CONCERNING THINGS FOR WHICH MEN, AND ESPECIALLY PRINCES,
ARE PRAISED OR BLAMED

It remains now to see what ought to be the rules of conduct for a
prince towards subject and friends. And as I know that many have
written on this point, I expect I shall be considered presumptuous in
mentioning it again, especially as in discussing it I shall depart
from the methods of other people. But, it being my intention to write
a thing which shall be useful to him who apprehends it, it appears to
me more appropriate to follow up the real truth of the matter than the
imagination of it; for many have pictured republics and principalities
which in fact have never been known or seen, because how one lives is
so far distant from how one ought to live, that he who neglects what
is done for what ought to be done, sooner effects his ruin than his
preservation; for a man who wishes to act entirely up to his
professions of virtue soon meets with what destroys him among so
much that is evil.

Hence it is necessary for a prince wishing to hold his own to know how
to do wrong, and to make use of it or not according to necessity.
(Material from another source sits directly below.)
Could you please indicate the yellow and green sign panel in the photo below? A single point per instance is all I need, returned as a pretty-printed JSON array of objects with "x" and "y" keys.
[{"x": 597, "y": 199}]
Therefore, putting on one side imaginary things concerning a prince,
and discussing those which are real, I say that all men when they are
spoken of, and chiefly princes for being more highly placed, are
remarkable for some of those qualities which bring them either blame
or praise; and thus it is that one is reputed liberal, another
miserly, using a Tuscan term (because an avaricious person in our
language is still he who desires to possess by robbery, whilst we call
one miserly who deprives himself too much of the use of his own); one
is reputed generous, one rapacious; one cruel, one compassionate; one
faithless, another faithful; one effeminate and cowardly, another bold
and brave; one affable, another haughty; one lascivious, another
chaste; one sincere, another cunning; one hard, another easy; one
grave, another frivolous; one religious, another unbelieving, and the
like. And I know that every one will confess that it would be most
praiseworthy in a prince to exhibit all the above qualities that are
considered good; but because they can neither be entirely possessed
nor observed, for human conditions do not permit it, it is necessary
for him to be sufficiently prudent that he may know how to avoid the
reproach of those vices which would lose him his state; and also to
keep himself, if it be possible, from those which would not lose him
it; but this not being possible, he may with less hesitation abandon
himself to them. And again, he need not make himself uneasy at
incurring a reproach for those vices without which the state can only
be saved with difficulty, for if everything is considered carefully,
it will be found that something which looks like virtue, if followed,
would be his ruin; whilst something else, which looks like vice, yet
followed brings him security and prosperity.